As the last and crowning act of insult and outrage upon the people of the South, the citizens of the Northern States, by overwhelming majorities, on the 6th day of November last, elected Abraham Lincoln and Hannibal Hamlin, President and Vice President of the United States. Whilst it may be admitted that the mere election of any man to the Presidency, is not, per se, a sufficient cause for a dissolution of the Union; yet, when the issues upon, and circumstances under which he was elected, are properly appreciated and understood, the question arises whether a due regard to the interest, honor, and safety of their citizens, in view of this and all the other antecedent wrongs and outrages, do not render it the imperative duty of the Southern States to resume the powers they have delegated to the Federal Government, and interpose their sovereignty for the protection of their citizens.

What, then are the circumstances under which, and the issues upon which he was elected?

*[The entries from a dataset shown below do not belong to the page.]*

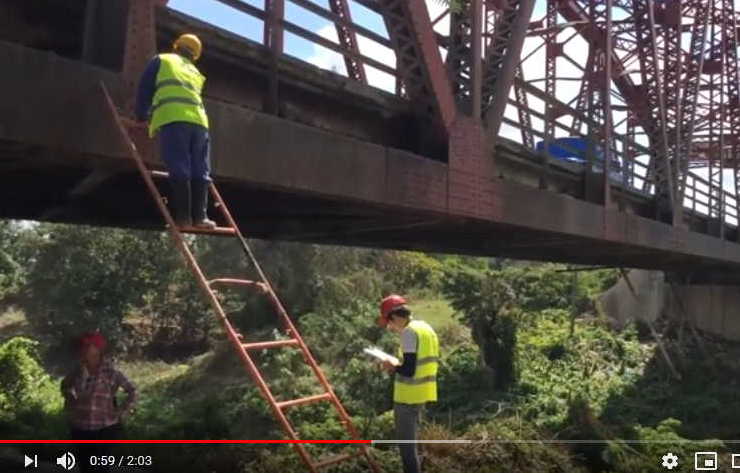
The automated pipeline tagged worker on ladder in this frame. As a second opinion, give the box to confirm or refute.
[135,34,216,229]
[378,294,439,473]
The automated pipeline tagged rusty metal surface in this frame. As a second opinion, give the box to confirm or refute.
[0,0,740,271]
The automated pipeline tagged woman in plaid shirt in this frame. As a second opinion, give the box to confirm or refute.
[62,332,136,472]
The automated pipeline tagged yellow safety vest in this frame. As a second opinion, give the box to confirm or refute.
[393,320,439,404]
[149,54,208,136]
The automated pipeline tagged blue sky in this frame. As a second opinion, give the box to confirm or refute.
[168,0,544,91]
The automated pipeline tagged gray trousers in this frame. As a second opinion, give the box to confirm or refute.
[393,403,424,473]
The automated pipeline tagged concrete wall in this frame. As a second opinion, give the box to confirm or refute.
[666,285,740,341]
[599,270,740,341]
[598,269,666,329]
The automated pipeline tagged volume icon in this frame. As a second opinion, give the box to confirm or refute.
[57,452,77,470]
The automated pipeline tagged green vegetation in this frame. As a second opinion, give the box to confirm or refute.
[0,223,740,473]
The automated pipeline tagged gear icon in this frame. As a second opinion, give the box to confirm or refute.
[663,452,678,470]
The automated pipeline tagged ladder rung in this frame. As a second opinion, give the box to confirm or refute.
[277,393,331,409]
[313,450,363,468]
[180,227,236,235]
[208,278,258,286]
[242,338,298,350]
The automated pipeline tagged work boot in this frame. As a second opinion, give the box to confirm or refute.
[170,179,193,228]
[190,180,216,229]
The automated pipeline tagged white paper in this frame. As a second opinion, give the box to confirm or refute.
[362,347,401,366]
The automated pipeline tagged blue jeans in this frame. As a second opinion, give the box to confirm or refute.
[159,122,211,182]
[393,403,424,473]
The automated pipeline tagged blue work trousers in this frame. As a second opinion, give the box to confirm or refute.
[159,122,211,182]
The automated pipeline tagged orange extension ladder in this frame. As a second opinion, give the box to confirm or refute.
[101,83,381,473]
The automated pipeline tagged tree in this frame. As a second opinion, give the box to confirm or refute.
[23,224,184,345]
[0,220,25,300]
[443,270,518,389]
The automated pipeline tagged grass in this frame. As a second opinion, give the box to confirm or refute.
[0,306,30,342]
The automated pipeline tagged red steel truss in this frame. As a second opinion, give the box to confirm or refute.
[124,0,740,236]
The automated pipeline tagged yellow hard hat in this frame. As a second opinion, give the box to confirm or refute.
[172,34,203,61]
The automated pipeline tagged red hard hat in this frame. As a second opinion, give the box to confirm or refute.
[377,294,406,327]
[80,332,107,351]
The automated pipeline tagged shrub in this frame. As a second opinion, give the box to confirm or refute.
[0,337,65,439]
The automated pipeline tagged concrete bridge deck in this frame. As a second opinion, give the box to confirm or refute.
[0,4,740,274]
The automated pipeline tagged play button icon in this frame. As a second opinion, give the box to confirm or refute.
[23,455,39,468]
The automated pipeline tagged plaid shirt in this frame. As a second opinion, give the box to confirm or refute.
[62,361,136,430]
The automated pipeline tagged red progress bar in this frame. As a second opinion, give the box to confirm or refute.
[0,439,372,445]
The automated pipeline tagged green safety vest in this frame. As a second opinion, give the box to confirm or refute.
[149,54,208,136]
[393,320,439,404]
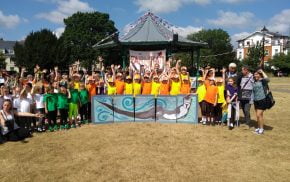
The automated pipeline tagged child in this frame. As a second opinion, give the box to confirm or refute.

His own declarations, and the current history of the times, but too plainly indicate he was elected by a Northern sectional vote, against the most solemn warnings and protestations of the whole South. He stands forth as the representative of the fanaticism of the North, which, for the last quarter of a century, has been making war upon the South, her property, her civilization, her institutions, and her interests; as the representative of that party which overrides all Constitutional barriers, ignores the obligations of official oaths, and acknowledges allegiance to a higher law than the Constitution, striking down the sovereignty and equality of the States, and resting its claims to popular favor upon the one dogma, the Equality of the Races, white and black."
-- Letter of S.F. Hale, Commissioner of Alabama to the State of Kentucky, to Gov. Magoffin of Kentucky

In the momentous step which our State has taken of dissolving its connection with the government of which we so long formed a part, it is but just that we should declare the prominent reasons which have induced our course.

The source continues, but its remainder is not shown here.